Review by Jacob Licklider
Big Finish’s Doctor Who: Short Trips range provides an excellent writing opportunity for new writers for the company to test their strength in a short story format. The 30-40 minute short story format with a single narrator almost forces writers to become creative with how they approach telling a story. November 2019’s release is one such story from a new writer, Jaine Fenn, who before working for Big Finish has written several science fiction novels. Hall of the Ten Thousand is her debut Short Trip, an Eighth Doctor story set early in his run narrated by India Fisher in character as Charley Pollard.
Fenn’s story manages to differentiate itself from other Short Trips by telling the story from the perspective of Charley creating an atmosphere similar to Big Finish’s Companion Chronicles range which hasn’t featured Doctors other than the first two since 2014. Fenn is clearly a fan of the Eighth Doctor and Charley TARDIS Team as their interactions are the highlights of the story. Their interactions, while occasionally falling into standard Doctor/companion banter, are elevated by the characterisation between the characters. There is a breath of fresh air for the team as it brings back the sense of the Romantic days, unburdened from the baggage of the Eighth Doctor’s later life.

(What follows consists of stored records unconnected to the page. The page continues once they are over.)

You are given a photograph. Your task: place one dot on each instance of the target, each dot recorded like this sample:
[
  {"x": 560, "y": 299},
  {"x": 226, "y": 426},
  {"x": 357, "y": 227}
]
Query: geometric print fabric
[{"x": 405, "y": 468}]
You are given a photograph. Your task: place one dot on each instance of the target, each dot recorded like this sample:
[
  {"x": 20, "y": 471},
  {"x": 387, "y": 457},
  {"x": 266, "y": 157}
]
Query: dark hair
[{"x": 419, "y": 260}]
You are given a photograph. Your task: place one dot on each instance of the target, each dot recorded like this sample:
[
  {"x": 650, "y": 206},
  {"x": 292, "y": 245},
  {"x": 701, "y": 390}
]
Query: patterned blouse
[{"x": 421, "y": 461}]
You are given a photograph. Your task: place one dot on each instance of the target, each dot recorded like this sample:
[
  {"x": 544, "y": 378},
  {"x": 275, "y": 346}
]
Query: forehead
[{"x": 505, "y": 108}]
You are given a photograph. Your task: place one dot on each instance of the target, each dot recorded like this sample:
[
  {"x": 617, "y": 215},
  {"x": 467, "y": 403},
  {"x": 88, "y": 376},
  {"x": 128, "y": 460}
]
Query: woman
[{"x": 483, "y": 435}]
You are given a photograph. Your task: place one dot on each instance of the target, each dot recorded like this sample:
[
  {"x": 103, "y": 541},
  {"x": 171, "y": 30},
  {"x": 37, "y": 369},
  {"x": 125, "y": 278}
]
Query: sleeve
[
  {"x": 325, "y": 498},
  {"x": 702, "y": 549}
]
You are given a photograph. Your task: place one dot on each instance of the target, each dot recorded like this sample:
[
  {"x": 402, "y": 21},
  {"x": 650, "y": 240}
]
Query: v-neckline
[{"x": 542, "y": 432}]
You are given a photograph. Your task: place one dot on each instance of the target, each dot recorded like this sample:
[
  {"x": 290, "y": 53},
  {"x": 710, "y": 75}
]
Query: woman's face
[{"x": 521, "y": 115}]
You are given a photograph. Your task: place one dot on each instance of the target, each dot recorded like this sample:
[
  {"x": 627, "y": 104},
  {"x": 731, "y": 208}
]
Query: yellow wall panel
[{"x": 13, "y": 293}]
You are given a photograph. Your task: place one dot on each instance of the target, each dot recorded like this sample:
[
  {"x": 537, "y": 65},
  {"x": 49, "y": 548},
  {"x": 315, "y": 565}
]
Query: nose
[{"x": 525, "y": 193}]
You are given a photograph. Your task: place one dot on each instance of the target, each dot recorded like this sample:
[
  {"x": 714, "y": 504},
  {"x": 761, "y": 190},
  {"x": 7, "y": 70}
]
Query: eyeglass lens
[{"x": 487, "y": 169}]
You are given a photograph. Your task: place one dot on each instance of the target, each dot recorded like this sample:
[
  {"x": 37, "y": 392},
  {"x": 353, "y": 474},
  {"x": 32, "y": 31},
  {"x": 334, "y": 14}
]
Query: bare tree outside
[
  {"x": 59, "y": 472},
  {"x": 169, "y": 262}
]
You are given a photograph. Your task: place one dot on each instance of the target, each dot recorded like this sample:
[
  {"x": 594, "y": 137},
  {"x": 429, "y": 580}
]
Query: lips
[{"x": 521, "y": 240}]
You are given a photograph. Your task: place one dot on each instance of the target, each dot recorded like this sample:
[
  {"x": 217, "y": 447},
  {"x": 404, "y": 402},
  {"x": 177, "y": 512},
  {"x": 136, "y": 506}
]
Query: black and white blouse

The plot of Hall of the Ten Thousand does contribute to one issue with the story, and that’s that it feels like this was a story better suited for a full two-hour story. The plot takes place in an art
museum and deals with art that comes alive with a tone that feels very much like Vincent Price’s House of Wax with less insanity and more of a steampunk sort of feeling. The steampunk nature
fits in well with the era Fenn is evoking as the plot is about an artist who makes art out of genetically grown people in a war. There is a lot here to be explored in a simple 40-minute story and it almost isn’t enough to go as in depth as perhaps Fenn would have wished. There are only one or two extra characters due to the shorter nature of the story and a central villain who feels just a touch underdeveloped for the story. Overall, Hall of the Ten Thousand is a nice slice of Doctor Who brimming with excellent ideas and a pretty fun plot. It manages to scratch an itch but perhaps needed a longer, full cast format, to truly become one of the all time greats of the range. 8/10.